Trusting the Process

Though I fished several places during the week, I spent a lot of my time fishing up and down the same submerged creek channel. Each day I learned more and more about when and where the fish were setting up in the flat and along the ledge. Each day I got more in tune with the area, especially in terms of where they positioned later in the day when the current picked up.

During the week, four other competitors had fished the area as well. But none of them made it to the Championship Round, so I had the whole area to myself the final day. That was critical in being able to move around and stalk the area quietly.

By the final day, all the ingredients were in place to have a chance to win. I knew the exact rotation to make based on water flow. I knew the afternoon would be the time to make my move. And I had a few tricks up my sleeve on getting them to bite.
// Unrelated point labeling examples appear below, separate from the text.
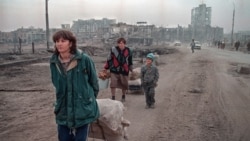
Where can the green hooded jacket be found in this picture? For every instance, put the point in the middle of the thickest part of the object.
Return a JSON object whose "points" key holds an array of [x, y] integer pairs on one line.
{"points": [[76, 91]]}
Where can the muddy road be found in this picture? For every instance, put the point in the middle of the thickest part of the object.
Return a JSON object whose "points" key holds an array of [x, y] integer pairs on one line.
{"points": [[200, 97]]}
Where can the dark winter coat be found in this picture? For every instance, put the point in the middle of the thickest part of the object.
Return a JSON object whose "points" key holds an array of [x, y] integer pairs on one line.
{"points": [[76, 91]]}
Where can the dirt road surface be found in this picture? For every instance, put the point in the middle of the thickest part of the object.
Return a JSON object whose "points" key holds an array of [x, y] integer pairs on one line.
{"points": [[200, 97]]}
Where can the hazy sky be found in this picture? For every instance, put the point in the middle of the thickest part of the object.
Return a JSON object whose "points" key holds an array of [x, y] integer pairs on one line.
{"points": [[25, 13]]}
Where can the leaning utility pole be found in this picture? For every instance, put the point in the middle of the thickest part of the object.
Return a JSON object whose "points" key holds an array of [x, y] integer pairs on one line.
{"points": [[232, 34], [47, 23]]}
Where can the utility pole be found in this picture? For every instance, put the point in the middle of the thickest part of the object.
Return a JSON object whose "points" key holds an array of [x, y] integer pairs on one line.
{"points": [[232, 33], [47, 23]]}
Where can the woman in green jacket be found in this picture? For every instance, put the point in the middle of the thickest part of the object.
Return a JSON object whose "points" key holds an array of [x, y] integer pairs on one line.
{"points": [[74, 77]]}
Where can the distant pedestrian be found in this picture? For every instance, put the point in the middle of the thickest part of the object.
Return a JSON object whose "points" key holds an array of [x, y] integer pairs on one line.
{"points": [[219, 44], [248, 46], [119, 62], [149, 79], [237, 45], [192, 45]]}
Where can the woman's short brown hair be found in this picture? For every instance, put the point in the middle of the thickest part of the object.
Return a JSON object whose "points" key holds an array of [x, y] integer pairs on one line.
{"points": [[67, 35], [121, 40]]}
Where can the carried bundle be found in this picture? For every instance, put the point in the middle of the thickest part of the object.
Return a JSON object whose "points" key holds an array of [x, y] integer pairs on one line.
{"points": [[135, 74], [104, 74]]}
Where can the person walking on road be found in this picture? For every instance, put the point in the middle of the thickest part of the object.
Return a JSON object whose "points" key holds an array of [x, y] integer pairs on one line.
{"points": [[119, 63], [237, 45], [192, 45], [149, 79], [75, 80]]}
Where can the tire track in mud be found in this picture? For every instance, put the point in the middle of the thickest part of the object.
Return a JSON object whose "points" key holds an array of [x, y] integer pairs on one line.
{"points": [[189, 115]]}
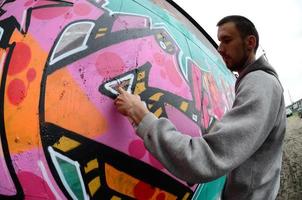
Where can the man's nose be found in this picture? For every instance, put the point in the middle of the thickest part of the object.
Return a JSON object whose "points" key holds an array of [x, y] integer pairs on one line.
{"points": [[220, 49]]}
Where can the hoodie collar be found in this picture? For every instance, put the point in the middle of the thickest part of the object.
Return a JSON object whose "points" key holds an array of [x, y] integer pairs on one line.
{"points": [[260, 64]]}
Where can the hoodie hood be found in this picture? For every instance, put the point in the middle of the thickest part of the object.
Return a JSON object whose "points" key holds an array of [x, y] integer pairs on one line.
{"points": [[260, 64]]}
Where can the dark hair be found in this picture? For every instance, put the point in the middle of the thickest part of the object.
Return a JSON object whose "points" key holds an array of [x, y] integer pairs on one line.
{"points": [[244, 26]]}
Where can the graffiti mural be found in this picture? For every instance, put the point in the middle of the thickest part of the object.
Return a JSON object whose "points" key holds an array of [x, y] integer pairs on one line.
{"points": [[61, 62]]}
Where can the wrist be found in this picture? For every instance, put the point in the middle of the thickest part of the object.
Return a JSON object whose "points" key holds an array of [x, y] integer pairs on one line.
{"points": [[138, 114]]}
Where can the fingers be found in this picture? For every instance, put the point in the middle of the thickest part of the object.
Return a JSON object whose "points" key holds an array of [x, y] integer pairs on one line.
{"points": [[120, 90]]}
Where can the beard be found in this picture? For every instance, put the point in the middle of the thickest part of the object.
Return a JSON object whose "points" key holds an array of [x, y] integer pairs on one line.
{"points": [[243, 61]]}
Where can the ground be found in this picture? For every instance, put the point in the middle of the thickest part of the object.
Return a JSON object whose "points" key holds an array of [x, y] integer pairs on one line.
{"points": [[291, 173]]}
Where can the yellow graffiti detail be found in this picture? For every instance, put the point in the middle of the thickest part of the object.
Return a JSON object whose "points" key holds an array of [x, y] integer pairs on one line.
{"points": [[125, 184], [94, 185], [184, 106], [156, 96], [91, 165], [66, 144], [103, 29]]}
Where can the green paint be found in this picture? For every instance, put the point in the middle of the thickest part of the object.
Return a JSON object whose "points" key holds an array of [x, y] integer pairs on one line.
{"points": [[72, 178], [211, 190]]}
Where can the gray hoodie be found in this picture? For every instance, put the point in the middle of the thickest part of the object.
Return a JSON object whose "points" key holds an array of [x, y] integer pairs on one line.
{"points": [[245, 145]]}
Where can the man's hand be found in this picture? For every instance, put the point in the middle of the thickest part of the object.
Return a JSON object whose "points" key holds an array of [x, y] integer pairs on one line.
{"points": [[130, 105]]}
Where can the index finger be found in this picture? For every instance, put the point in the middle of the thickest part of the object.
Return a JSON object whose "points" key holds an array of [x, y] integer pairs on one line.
{"points": [[120, 89]]}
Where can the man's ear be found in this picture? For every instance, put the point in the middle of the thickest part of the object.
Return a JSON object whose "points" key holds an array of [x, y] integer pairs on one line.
{"points": [[251, 42]]}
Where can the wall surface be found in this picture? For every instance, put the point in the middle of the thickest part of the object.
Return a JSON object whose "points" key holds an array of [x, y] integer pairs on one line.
{"points": [[60, 64]]}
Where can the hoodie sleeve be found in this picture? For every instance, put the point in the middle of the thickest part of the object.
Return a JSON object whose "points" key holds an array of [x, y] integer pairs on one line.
{"points": [[229, 143]]}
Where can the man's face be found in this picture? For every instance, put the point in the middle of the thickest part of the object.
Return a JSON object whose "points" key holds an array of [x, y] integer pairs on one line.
{"points": [[232, 47]]}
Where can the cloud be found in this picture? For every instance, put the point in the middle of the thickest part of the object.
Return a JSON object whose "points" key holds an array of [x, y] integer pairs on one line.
{"points": [[279, 25]]}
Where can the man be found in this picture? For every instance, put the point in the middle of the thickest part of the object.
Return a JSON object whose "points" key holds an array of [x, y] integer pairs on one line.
{"points": [[246, 144]]}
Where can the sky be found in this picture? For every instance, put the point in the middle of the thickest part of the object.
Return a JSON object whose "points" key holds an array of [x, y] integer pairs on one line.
{"points": [[279, 24]]}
The one thing I had not achieved all week, though, was maximizing a flurry to its fullest potential. Once the first fish bites in a school, the clock starts ticking. There is a small window in which you have to operate at maximum efficiency to take full advantage of the opportunity and I had not done that. Something always got in my way and killed my momentum.

Going into the final day, I was determined to execute flawlessly on a flurry at some point in the day. In the third period, the current started running and I saw a school piled up on top of the ledge on the 360. I ripped the crankbait through them multiple times and never had a bite. I moved around to the other side of the school and on the very first cast from a different angle, one crushed it and the school ignited.
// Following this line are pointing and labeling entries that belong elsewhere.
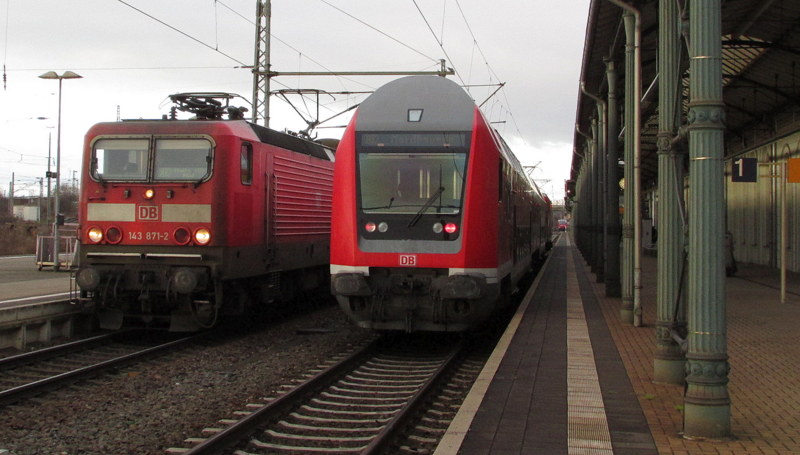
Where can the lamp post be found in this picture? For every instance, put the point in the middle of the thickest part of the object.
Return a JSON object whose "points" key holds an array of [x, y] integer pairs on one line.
{"points": [[56, 239]]}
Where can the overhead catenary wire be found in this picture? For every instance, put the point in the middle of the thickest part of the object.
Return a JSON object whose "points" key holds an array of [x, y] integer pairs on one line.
{"points": [[181, 32]]}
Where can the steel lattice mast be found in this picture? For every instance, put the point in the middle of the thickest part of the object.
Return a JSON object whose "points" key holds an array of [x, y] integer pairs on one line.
{"points": [[261, 66]]}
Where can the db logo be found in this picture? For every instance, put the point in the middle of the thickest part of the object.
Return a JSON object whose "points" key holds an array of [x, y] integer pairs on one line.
{"points": [[148, 212], [408, 260]]}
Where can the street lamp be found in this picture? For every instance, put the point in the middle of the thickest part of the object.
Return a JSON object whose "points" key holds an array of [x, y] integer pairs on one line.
{"points": [[56, 239]]}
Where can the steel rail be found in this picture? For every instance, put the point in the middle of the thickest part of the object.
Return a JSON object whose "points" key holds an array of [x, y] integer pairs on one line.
{"points": [[18, 392], [246, 426]]}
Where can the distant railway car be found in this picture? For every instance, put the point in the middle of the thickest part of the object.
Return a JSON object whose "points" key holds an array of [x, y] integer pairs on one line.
{"points": [[183, 221], [434, 220]]}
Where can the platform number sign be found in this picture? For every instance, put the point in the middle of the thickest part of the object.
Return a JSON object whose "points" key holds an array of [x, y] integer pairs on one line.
{"points": [[744, 170]]}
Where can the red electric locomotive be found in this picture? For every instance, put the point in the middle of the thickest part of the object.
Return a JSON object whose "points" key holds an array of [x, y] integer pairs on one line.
{"points": [[183, 221], [434, 219]]}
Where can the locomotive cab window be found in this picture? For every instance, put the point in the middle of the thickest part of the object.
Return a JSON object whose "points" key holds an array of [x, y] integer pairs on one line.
{"points": [[120, 159], [182, 159]]}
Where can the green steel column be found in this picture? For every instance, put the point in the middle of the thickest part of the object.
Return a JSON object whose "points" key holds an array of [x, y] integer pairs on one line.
{"points": [[707, 404], [626, 312], [596, 212], [614, 231], [669, 357], [578, 212], [599, 154]]}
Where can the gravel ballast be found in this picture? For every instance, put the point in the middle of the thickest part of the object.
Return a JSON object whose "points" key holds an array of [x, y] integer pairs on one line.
{"points": [[150, 406]]}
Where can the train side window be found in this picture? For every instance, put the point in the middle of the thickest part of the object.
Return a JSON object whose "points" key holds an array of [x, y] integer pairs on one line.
{"points": [[246, 160], [500, 174]]}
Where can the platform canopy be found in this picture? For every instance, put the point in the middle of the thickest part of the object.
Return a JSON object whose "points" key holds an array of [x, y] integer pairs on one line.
{"points": [[761, 72]]}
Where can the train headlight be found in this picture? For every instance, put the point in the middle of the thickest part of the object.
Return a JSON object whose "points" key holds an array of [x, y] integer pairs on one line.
{"points": [[113, 235], [95, 234], [202, 236]]}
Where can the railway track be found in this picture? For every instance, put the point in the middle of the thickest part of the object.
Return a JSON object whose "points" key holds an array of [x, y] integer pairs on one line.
{"points": [[36, 372], [358, 404]]}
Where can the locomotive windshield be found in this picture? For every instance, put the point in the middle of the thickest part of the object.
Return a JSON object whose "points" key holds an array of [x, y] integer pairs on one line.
{"points": [[173, 159], [412, 173], [121, 159], [182, 159]]}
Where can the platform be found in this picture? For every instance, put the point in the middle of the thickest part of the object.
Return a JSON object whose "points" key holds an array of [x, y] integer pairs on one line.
{"points": [[569, 377], [21, 281]]}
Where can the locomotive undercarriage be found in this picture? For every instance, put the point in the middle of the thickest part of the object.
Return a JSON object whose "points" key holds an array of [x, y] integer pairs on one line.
{"points": [[418, 300], [180, 298], [184, 299]]}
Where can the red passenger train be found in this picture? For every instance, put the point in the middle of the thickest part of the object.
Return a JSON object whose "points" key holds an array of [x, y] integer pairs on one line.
{"points": [[184, 221], [434, 219]]}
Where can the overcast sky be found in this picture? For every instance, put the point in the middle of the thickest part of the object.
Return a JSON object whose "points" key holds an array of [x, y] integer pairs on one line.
{"points": [[131, 62]]}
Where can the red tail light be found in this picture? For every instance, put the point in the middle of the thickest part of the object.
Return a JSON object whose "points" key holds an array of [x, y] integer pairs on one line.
{"points": [[182, 236], [113, 235]]}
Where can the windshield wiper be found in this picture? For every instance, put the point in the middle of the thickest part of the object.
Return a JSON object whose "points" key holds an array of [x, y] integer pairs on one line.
{"points": [[427, 205]]}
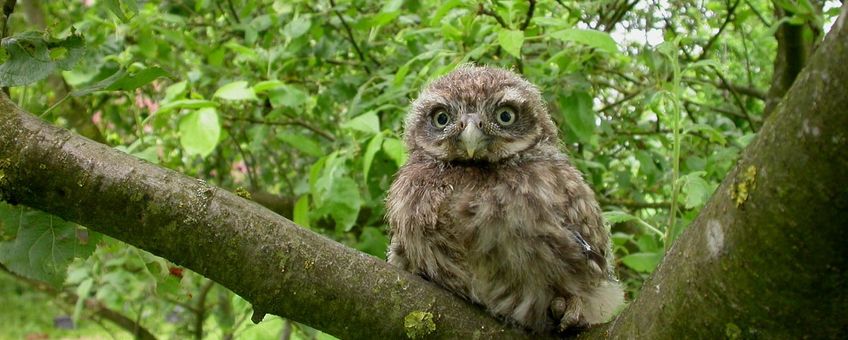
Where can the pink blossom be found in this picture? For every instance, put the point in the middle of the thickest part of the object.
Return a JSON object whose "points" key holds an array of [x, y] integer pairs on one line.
{"points": [[151, 105], [139, 99], [240, 167], [97, 117]]}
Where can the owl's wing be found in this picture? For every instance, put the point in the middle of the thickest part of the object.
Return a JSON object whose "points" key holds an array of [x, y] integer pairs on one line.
{"points": [[582, 219]]}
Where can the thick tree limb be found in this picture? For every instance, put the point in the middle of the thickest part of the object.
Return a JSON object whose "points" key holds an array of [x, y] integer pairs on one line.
{"points": [[279, 267], [766, 257]]}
Over the next 25 minutes, I executed perfectly in keeping that school fired up. I never got a two-minute penalty for a fish landing violation. A majority of that school were scorable bass, instead of time-wasting non-scorables. I stayed positioned perfectly off the school with 360 and spot lock, making the exact same cast every time. I used my Hydrowave on the offshore schooling setting with a 60-second delay to help mask my presence. All were critical components in extending the length of that flurry to as long as possible. I caught my two biggest fish – a 6-pounder and a 4-pounder – towards the very end of that flurry.

If I had done something to cause that window close just a few minutes earlier, that’s 10 pounds I don’t catch.

The result was a 12-bass flurry to the tune of 30 pounds. The whole week had been a building process leading up to that exact moment. Executing perfectly when that opportunity presented itself is what I live for in this sport – it was a very special week indeed.